Lakes Region fire chiefs warn of cars, trucks on ice
No one was injured in the incidents, but with water temperatures in the mid-30s and a strong but vulnerable layer of ice on the lakes, the potential for serious and deadly incidents is there.
"This winter, with all of the off and on weather we've had, cars and trucks probably should not be on the ice," said Center Harbor Fire Chief John Schlemmer. "I get nervous when I see people driving out there."
"The risk versus the benefit is not worth it," said Gilford Fire Chief Stephen Carrier.
At 5:30 p.m. Friday, a truck fell through the ice in Center Harbor Bay about 150 feet from the town docks in about 10 feet of water, Schlemmer said. The occupants were removed quickly by fire crews, who go on foot or by ATV to ice rescues.
Late Saturday afternoon, a truck fell through the ice of Big Squam Lake near a small island, but when firefighters arrived, the driver had left the scene.
Drivers are responsible for the removal of vehicles through the ice. The vehicle in Center Harbor had to removed quickly, he said, because if the ice fishing derby. Schlemmer wasn't sure if the vehicle had been removed from Squam Lake yet.

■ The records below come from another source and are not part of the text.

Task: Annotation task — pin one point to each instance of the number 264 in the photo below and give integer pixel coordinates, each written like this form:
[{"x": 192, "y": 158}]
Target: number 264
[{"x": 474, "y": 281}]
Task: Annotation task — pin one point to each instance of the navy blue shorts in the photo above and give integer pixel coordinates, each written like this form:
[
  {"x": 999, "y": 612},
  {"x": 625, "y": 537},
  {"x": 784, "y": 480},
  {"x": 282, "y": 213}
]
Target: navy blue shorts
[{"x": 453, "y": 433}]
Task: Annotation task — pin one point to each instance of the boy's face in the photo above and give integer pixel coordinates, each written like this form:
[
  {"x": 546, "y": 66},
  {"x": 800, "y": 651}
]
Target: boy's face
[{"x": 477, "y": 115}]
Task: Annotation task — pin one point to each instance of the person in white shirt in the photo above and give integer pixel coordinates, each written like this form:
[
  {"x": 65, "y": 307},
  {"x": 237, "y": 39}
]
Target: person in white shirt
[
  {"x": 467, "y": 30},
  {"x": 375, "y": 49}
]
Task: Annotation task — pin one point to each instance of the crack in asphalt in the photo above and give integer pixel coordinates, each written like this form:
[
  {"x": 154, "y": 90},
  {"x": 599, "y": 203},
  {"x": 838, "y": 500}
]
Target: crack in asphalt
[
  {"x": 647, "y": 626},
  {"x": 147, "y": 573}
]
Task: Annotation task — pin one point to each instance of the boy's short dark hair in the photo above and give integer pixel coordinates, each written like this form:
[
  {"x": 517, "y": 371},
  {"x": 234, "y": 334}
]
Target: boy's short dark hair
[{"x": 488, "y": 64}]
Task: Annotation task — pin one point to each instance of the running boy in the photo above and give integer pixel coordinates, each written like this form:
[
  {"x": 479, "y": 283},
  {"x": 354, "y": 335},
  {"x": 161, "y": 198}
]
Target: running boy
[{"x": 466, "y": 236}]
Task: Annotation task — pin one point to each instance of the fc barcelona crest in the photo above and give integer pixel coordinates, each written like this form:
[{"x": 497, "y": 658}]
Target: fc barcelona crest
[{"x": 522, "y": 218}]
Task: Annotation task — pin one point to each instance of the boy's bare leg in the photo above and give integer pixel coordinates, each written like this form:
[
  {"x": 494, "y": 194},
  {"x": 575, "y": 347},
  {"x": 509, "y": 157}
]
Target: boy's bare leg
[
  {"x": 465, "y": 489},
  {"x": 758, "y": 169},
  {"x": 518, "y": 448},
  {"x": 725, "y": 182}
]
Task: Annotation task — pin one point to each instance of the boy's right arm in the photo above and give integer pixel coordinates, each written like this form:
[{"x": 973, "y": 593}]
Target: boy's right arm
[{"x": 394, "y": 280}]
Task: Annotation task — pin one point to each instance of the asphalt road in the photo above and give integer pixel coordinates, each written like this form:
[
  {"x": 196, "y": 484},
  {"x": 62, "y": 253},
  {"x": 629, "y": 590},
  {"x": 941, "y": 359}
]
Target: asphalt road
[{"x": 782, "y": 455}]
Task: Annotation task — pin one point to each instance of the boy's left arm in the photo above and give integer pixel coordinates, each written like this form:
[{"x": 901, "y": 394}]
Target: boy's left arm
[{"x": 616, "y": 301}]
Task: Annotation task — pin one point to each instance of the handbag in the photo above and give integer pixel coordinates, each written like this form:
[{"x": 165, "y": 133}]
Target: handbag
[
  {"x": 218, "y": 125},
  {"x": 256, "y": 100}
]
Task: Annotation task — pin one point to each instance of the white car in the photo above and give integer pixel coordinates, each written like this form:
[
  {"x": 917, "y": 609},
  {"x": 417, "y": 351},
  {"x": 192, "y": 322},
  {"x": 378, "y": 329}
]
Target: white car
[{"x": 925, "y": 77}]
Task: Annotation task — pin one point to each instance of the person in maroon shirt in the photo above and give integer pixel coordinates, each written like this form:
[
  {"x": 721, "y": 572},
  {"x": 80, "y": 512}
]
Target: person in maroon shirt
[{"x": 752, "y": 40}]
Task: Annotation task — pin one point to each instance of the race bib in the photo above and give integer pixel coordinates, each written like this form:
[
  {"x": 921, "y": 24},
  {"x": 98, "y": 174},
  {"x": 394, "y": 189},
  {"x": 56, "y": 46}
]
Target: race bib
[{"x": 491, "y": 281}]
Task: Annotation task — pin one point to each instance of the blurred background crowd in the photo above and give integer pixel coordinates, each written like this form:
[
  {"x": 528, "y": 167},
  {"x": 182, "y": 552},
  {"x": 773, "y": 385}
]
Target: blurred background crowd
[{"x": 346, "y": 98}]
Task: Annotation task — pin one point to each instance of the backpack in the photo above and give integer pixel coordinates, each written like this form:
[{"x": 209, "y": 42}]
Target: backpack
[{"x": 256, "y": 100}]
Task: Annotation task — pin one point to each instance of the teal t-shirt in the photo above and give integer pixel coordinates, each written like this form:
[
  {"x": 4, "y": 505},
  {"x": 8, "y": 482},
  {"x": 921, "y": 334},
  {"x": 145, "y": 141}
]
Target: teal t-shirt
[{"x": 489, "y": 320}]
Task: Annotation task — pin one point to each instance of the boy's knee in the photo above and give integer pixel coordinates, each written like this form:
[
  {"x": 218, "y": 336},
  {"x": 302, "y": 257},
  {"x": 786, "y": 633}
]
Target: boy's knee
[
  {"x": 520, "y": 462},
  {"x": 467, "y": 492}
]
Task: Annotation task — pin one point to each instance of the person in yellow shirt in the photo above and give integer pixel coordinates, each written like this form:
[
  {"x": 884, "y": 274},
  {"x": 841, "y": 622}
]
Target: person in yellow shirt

"For all I know that truck is still there," Schlemmer said.
There were also two snowmobiles that went through the ice Sunday in Center Harbor and in Gilford, neither of which caused any injuries as both were near shore, authorities said.
Snowmobiling on the ice is probably safe, but cars and trucks are probably not safe, Schlemmer said. Along the shoreline of almost every bay and inlet are aquatherms, underwater heaters that keep docks and shoreline installations safe from winter ice but leave areas of open water around them.
There are also rocks popping up through the ice in many spots, which create another obstacle for drivers. "The rocks catch the sun and warm up," Carrier said.
A recent problem was the Nor'easter last week, which left areas of soft ice covered and not visible to drivers, Carrier said.
"There are also a lot of pressure ridges out there, ice runs together and makes ridges that rise, which can be hard to see," he said.